Engine Evaluation Stability Analysis

A Comparative Study of Chess Engine Evaluation Consistency Across Search Depths

Abstract: This study examines the evaluation stability of seven chess engines by measuring consistency between 250,000 and 500,000 node searches across 6,488 positions from 100 games. We find that evaluation stability correlates inversely with competitive strength (Elo), suggesting a fundamental tradeoff between strategic coherence and tactical sharpness. Theoria16 achieves exceptional stability (96.4%, Grade A) but at an 80 Elo cost relative to Stockfish 17 (38.0%, Grade D+). Analysis of the Optimism parameter reveals that a small systematic bias produces more coherent evaluations than unbiased assessment, with implications for both engine design and chess pedagogy. We identify a "comprehensibility boundary" around 3620 Elo, above which engines appear to sacrifice human-interpretable strategic coherence for competitive gains.

1. Introduction

Chess engine evaluation has reached superhuman levels, yet the nature of these evaluations remains poorly understood. Do stronger engines produce more accurate assessments of positions, or do they achieve competitive success through mechanisms that resist human interpretation?
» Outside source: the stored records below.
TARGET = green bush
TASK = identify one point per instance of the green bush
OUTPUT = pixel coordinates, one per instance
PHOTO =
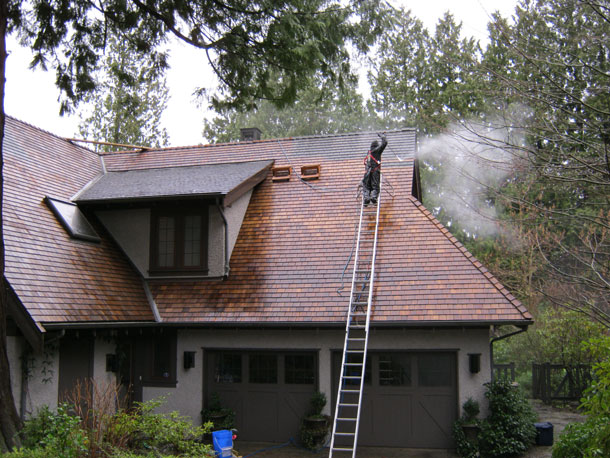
(507, 431)
(55, 433)
(143, 430)
(138, 432)
(591, 439)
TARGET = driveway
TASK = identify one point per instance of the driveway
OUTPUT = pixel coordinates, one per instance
(558, 417)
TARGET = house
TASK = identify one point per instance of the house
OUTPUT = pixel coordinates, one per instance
(226, 269)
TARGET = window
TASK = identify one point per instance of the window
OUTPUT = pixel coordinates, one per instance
(263, 368)
(227, 368)
(179, 240)
(435, 369)
(159, 355)
(299, 369)
(394, 369)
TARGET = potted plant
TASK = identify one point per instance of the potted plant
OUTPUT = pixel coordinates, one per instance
(315, 425)
(470, 424)
(220, 417)
(466, 430)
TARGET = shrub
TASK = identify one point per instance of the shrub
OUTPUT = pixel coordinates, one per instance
(57, 433)
(591, 439)
(467, 446)
(138, 432)
(143, 430)
(507, 431)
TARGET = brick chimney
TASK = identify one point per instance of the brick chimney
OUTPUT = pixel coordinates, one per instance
(249, 134)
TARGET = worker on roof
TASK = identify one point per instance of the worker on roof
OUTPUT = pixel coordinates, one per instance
(372, 163)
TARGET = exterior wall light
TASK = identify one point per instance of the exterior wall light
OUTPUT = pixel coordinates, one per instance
(474, 362)
(189, 359)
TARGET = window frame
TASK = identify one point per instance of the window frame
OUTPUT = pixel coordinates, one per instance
(179, 212)
(147, 352)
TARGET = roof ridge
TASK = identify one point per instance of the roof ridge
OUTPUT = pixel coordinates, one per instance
(266, 140)
(473, 260)
(47, 132)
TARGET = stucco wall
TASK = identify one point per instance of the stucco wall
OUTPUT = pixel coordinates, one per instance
(131, 229)
(42, 385)
(234, 215)
(188, 396)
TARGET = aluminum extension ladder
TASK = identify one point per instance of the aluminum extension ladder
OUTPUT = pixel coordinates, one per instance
(353, 366)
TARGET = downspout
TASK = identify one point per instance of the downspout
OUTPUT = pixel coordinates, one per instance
(25, 372)
(496, 339)
(226, 225)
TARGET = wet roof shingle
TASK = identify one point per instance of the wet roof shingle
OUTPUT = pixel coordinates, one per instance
(175, 182)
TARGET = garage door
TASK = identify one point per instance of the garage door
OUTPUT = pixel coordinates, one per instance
(269, 391)
(409, 399)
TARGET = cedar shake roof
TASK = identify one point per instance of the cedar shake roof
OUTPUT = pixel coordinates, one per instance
(296, 239)
(290, 254)
(226, 180)
(57, 278)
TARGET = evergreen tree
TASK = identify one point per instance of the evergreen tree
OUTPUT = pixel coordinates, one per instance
(127, 105)
(549, 74)
(319, 110)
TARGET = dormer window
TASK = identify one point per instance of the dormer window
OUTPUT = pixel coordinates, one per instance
(179, 240)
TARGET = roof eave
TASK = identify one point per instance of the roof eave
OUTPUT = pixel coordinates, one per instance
(286, 324)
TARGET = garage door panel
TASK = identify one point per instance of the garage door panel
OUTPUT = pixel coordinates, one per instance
(434, 424)
(261, 408)
(269, 391)
(390, 419)
(410, 401)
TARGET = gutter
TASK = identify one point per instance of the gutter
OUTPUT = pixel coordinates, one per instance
(521, 329)
(226, 225)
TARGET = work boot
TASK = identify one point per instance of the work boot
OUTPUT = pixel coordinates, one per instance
(366, 196)
(373, 198)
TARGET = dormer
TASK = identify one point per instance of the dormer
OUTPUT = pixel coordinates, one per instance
(175, 222)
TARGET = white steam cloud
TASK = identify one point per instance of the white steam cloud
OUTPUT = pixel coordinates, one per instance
(472, 161)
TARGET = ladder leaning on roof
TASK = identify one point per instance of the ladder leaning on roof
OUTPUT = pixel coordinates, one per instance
(353, 366)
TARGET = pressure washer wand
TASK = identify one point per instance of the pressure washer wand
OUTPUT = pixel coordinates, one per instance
(388, 147)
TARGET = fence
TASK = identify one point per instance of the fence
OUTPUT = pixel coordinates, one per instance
(551, 382)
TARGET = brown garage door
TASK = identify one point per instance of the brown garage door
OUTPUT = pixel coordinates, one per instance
(409, 399)
(269, 391)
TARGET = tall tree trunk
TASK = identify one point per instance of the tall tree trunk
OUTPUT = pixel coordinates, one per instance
(10, 422)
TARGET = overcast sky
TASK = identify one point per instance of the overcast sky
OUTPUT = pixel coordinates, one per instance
(32, 96)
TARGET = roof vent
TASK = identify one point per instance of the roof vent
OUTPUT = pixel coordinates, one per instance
(281, 173)
(310, 172)
(250, 134)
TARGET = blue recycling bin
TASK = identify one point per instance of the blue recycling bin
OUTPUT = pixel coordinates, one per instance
(223, 443)
(544, 433)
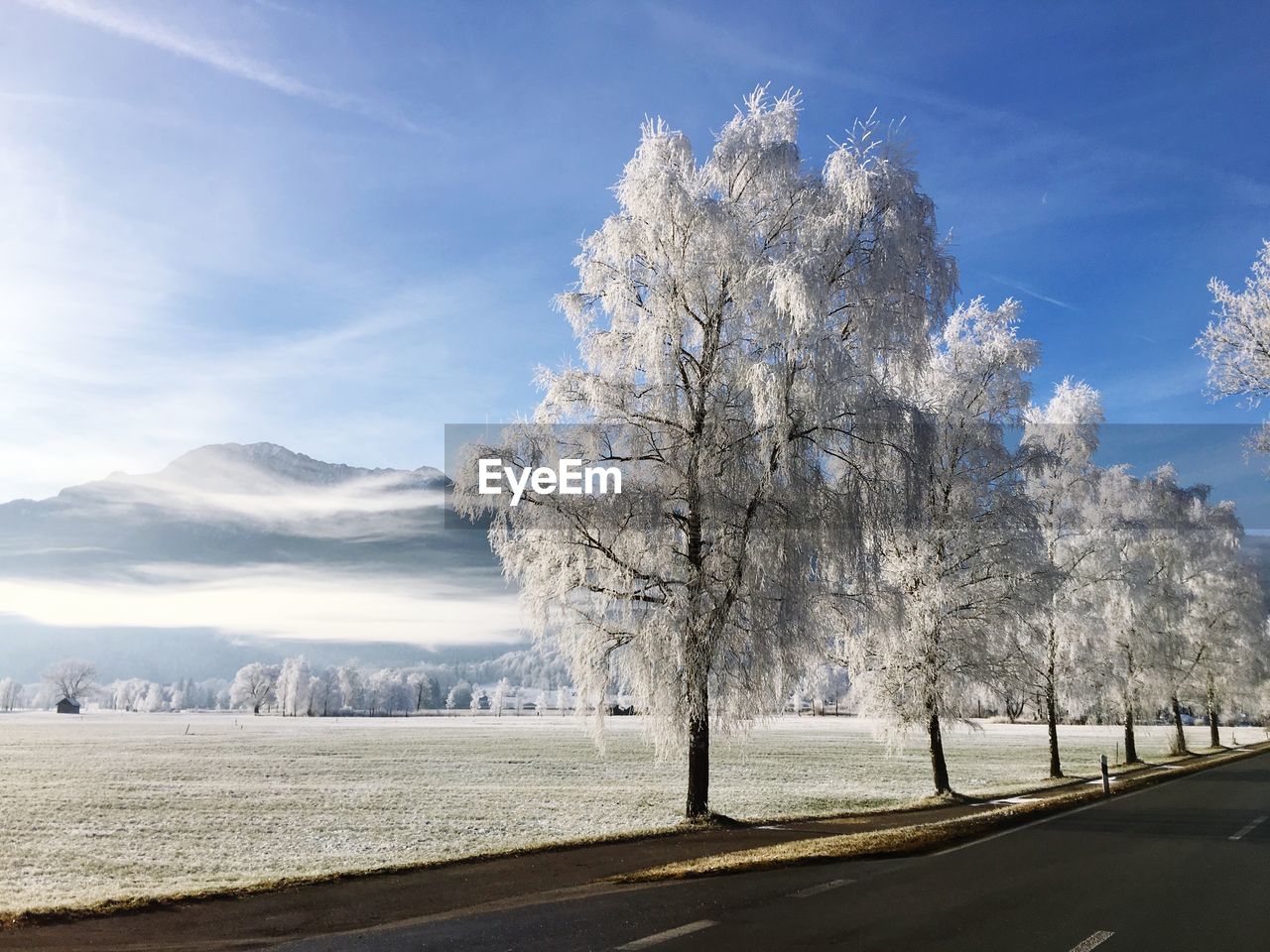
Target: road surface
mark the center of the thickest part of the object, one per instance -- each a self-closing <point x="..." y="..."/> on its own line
<point x="1178" y="866"/>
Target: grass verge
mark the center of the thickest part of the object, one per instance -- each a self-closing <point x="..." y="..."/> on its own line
<point x="924" y="838"/>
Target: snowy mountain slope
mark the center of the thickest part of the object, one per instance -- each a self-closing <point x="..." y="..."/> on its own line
<point x="252" y="542"/>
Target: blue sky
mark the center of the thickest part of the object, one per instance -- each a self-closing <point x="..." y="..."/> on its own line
<point x="338" y="226"/>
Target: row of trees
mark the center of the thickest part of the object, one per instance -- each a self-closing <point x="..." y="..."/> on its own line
<point x="294" y="687"/>
<point x="818" y="466"/>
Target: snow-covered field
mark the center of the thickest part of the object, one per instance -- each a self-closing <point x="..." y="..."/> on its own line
<point x="118" y="805"/>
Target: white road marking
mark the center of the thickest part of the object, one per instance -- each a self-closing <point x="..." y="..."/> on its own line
<point x="1058" y="815"/>
<point x="1248" y="829"/>
<point x="649" y="941"/>
<point x="1093" y="941"/>
<point x="821" y="888"/>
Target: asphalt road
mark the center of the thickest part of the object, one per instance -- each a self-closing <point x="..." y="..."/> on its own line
<point x="1178" y="866"/>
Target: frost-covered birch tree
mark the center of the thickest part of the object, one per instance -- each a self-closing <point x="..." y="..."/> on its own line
<point x="1227" y="616"/>
<point x="739" y="324"/>
<point x="1237" y="343"/>
<point x="71" y="678"/>
<point x="1060" y="440"/>
<point x="253" y="685"/>
<point x="966" y="565"/>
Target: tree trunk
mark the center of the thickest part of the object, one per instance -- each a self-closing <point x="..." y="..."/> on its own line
<point x="939" y="767"/>
<point x="1056" y="767"/>
<point x="1214" y="735"/>
<point x="1178" y="725"/>
<point x="1130" y="749"/>
<point x="698" y="751"/>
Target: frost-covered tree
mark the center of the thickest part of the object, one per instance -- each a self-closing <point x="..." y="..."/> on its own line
<point x="460" y="696"/>
<point x="965" y="565"/>
<point x="1227" y="617"/>
<point x="71" y="678"/>
<point x="293" y="687"/>
<point x="10" y="694"/>
<point x="498" y="699"/>
<point x="153" y="699"/>
<point x="1237" y="343"/>
<point x="1060" y="439"/>
<point x="253" y="685"/>
<point x="324" y="696"/>
<point x="740" y="322"/>
<point x="427" y="690"/>
<point x="350" y="687"/>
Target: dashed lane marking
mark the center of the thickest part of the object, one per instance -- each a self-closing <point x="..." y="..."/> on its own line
<point x="821" y="888"/>
<point x="1093" y="941"/>
<point x="649" y="941"/>
<point x="1248" y="829"/>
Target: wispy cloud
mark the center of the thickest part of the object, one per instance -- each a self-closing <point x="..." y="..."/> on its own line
<point x="160" y="36"/>
<point x="276" y="601"/>
<point x="1033" y="293"/>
This study investigates evaluation stability—the consistency of an engine's position assessment as search depth increases. We hypothesize that engines optimized for competitive fitness may exhibit different stability profiles than engines trained on outcome-based (teleological) evaluation data.

Our analysis encompasses engines from different training paradigms: Stockfish 17 (fitness-trained via competitive selection), Theoria16 (trained on Leela Chess Zero evaluation data), and several other engines including Obsidian, Caissa, and Theoria17 variants with different NNUE architectures.

2. Why Stability Matters for Strategic Analysis

Evaluation stability—the consistency of an engine's assessment as search depth increases—has direct implications for the quality and interpretability of chess analysis.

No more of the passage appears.